I just received an anonymous tip that LG has decided not to ship Blu-Ray this spring as promised. Instead they are planning to revamp it and ship it as a dual format HD-DVD and Blu-Ray unit.

As always, until this becomes a fact, it's only a rumor.


----------



## tomcrown1 (Jan 16, 2006)

I hope it is true because that is the unit I will buy


----------



## olgeezer (Dec 5, 2003)

It's not a rumor it was a report. Samsung also announced a dual unit. Samsung changed their mind. Here's the rumor: the licensing agreements are restrictive enough to prevent a company from making a dual play unit. My rumor (I'll start it) that regardless of licensing issues manufacturing costs on a dual player will be high enough to prevent sales.


----------



## P Smith (Jul 25, 2002)

It was in last "Sound & Vision" magazine.


----------



## SpenceJT (Dec 27, 2002)

Restrictive lic agreements or not, it is only a matter of time. I for one, will buy neither format unless one of the following happens;

a. One format fails and bows out
b. The two formats merge
c. Agreements are relaxed to allow for dual format players


----------



## Mike D-CO5 (Mar 12, 2003)

I heard from the Best Buy guy that Lg was coming out with a dvd player that did both Hd dvd and Blue Ray. He also expected the price to be around $1000.00. I guess I will set this format war out till they decide. Until then I will continue to use my Lg upconverting dvd player.


----------



## Jason Nipp (Jun 10, 2004)

P Smith said:


> It was in last "Sound & Vision" magazine.


I didn't see a report, it was more like a leaked memo from Bob Perry, LG's VP of sales, to the dealers. I also see CE Pro also published excerpts from the memo as well. The memo goes on to discuss the removal of the 71SA1D and 62SA1D LCoS displays from their lineup.


----------



## P Smith (Jul 25, 2002)

Sound & Vision May 2006, p35: (bottom)
"Both LG and Samsung have said the uncertainty over how the formats will fare is leading them to develop players that can play both types of discs".


----------



## Jason Nipp (Jun 10, 2004)

P Smith said:


> Sound & Vision May 2006, p35: (bottom)
> "Both LG and Samsung have said the uncertainty over how the formats will fare is leading them to develop players that can play both types of discs".


That sounds like an excerpt from the dealer memo that is being referred to. In this case everything being read in the magazines is factual, but the source for all is that memo from Bob Perry.

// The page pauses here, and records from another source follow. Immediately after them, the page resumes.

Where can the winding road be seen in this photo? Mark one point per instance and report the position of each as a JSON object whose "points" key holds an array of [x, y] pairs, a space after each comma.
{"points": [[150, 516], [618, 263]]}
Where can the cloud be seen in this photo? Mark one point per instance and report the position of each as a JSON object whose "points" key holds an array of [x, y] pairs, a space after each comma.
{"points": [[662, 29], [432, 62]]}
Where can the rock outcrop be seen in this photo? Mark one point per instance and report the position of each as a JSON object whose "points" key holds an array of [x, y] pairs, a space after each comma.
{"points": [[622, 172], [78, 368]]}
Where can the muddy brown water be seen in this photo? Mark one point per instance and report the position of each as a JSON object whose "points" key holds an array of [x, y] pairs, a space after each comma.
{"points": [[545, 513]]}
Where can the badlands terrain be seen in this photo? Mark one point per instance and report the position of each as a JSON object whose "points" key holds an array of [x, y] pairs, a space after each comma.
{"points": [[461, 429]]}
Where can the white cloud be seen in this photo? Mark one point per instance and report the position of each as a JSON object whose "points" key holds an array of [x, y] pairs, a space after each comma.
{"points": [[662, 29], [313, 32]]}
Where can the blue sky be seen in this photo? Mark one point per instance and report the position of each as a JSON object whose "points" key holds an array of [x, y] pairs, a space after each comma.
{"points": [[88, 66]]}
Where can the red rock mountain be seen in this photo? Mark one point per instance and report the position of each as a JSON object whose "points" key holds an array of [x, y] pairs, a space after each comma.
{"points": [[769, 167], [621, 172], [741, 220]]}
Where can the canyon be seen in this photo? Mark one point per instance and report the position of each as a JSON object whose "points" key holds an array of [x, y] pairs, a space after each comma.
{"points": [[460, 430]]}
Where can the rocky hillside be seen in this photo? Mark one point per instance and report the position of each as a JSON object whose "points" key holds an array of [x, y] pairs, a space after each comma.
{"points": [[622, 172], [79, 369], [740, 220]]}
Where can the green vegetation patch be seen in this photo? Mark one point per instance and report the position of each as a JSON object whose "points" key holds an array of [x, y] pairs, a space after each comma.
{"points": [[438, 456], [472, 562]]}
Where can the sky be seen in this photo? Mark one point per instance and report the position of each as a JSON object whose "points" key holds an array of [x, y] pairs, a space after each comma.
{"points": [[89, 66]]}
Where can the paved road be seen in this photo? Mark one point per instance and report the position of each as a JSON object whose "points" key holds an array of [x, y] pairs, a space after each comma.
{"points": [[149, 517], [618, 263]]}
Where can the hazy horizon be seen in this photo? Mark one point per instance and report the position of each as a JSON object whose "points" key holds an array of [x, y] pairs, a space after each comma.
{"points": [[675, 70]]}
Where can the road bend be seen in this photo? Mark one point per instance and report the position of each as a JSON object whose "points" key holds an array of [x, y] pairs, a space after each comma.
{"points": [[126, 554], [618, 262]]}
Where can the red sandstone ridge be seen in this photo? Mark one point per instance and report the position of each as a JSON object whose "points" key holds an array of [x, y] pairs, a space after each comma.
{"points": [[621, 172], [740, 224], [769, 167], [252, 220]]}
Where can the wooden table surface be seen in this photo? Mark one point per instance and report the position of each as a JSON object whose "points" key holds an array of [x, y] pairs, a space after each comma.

BTW, Since LG and Philips are partners, I belive this would effect more than LG and Samsung labeled products. LG produces many of the drives that are used in other manufacturers products. It will be interesting to see where this really goes. AFAIK Sony is still on schedule and Sony Productions has allready produced several movie titles on Blu-Ray.


----------